Among the favourites are the author of The
Handmaid’s Tale, Margaret Atwood, and the poet Anne Carson, both from Canada,
the novelist Maryse Condé, from the French Caribbean island of Guadeloupe, the
Japanese author Haruki Murakami and the Kenyan writer Ngũgĩ wa Thiong’o.
The Swedish Academy,
founded in 1786, is thought likely to try to avoid any controversy as it seeks
to rebuild its reputation after the scandal exposed harassment, furious
infighting, conflicts of interest and a culture of secrecy among its 18
members, who are elected for life and seen as the country’s guardians of
culture.
The poet Katarina
Frostenson was among seven academy members who left the body after bitter rows
over how to handle rape accusations made in 2017 against her husband, Frenchman
Jean-Claude Arnault, who was also accused of leaking the names of several prize
winners.
The couple ran a
cultural club in Stockholm that was part-funded by the academy, and several of
the assaults committed by Arnault – who is now serving a prison sentence for
rape – took place in academy-owned properties.
The academy has
since made changes that it says will improve transparency, including allowing
members to voluntarily resign, which they could not previously do.
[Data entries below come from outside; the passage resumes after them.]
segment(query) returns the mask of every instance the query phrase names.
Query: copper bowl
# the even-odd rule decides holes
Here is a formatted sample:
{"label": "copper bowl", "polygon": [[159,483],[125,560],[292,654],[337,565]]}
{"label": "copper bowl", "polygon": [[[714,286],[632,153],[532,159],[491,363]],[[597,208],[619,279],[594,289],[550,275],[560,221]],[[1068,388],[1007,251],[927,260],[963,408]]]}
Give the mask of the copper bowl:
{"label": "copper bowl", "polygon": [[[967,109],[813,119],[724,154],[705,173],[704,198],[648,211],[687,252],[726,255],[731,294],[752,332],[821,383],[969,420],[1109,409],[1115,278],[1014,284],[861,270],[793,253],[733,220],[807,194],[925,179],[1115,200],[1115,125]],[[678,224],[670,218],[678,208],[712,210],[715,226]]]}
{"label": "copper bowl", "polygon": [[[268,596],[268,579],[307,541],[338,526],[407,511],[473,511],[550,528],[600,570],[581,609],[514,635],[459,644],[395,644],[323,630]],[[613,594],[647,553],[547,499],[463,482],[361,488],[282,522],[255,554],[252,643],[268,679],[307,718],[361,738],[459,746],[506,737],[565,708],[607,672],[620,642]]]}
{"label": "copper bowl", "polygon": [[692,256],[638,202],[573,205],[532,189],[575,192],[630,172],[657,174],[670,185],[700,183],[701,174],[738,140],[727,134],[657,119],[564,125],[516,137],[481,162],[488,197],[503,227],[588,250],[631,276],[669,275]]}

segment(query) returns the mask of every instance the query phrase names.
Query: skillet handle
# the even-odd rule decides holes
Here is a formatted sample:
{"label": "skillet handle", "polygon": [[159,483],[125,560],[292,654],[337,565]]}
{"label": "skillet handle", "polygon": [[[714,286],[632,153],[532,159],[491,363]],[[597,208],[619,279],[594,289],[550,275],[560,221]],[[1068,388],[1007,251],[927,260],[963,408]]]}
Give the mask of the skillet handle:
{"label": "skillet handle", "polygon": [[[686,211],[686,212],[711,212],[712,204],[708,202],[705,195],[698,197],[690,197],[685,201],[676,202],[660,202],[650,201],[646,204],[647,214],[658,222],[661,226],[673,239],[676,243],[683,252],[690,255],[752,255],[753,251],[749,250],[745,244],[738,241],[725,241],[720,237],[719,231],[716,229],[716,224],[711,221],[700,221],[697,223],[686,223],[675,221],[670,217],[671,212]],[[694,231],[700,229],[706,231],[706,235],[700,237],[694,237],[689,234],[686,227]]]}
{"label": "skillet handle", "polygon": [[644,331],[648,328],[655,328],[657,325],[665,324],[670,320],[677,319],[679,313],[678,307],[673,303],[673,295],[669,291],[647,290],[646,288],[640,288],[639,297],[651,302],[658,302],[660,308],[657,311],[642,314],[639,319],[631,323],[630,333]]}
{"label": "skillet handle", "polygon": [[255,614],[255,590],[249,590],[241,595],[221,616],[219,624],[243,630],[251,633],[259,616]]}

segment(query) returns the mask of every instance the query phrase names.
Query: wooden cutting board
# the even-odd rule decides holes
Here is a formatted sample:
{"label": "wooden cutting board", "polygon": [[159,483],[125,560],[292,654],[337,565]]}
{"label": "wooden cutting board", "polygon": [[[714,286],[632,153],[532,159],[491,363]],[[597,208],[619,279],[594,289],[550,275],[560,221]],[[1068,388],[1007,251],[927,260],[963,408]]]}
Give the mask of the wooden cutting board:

It has also
pledged to review its lifetime membership policy and appointed five members to
its selection committee from outside the body.
Seven new members
have been appointed and a respected literature professor, Mats Malm, took over
as permanent secretary in June after the resignation of his predecessor, Sara
Danius.
The Nobel
Foundation, which funds the literary world’s most prestigious prize, said the
academy still needed to do more. “I think they can – and to some extent they
have already begun doing so – act more openly than they have done in the past
and I think that would be a good thing,” said Lars Heikensten, the executive
director of the Nobel Foundation, who in May gave the academy the green light
to crown a laureate in 2019.
“Our reputation is
everything,” Heikensten said. “Obviously it is important to avoid this kind of
situation we have been in and of course it cannot be repeated.”
A Swedish literary critic, Madeleine Levy,
told Agence-France Presse: “The Nobel prize is for many now associated with
#MeToo … and a dysfunctional organisation.”
It seems almost certain that at least one of
the laureates will be a woman. The Polish writers Olga Tokarczuk and Hanna
Krall, South Korea’s Han Kang, Joyce Carol Oates of the US and the Russian
novelist Lyudmila Ulitskaya have all been mentioned as contenders. Only 14 of
the 114 laureates since 1901 have been women.
Another male writer thought to be in with a chance
is the Romanian novelist Mircea Cărtărescu.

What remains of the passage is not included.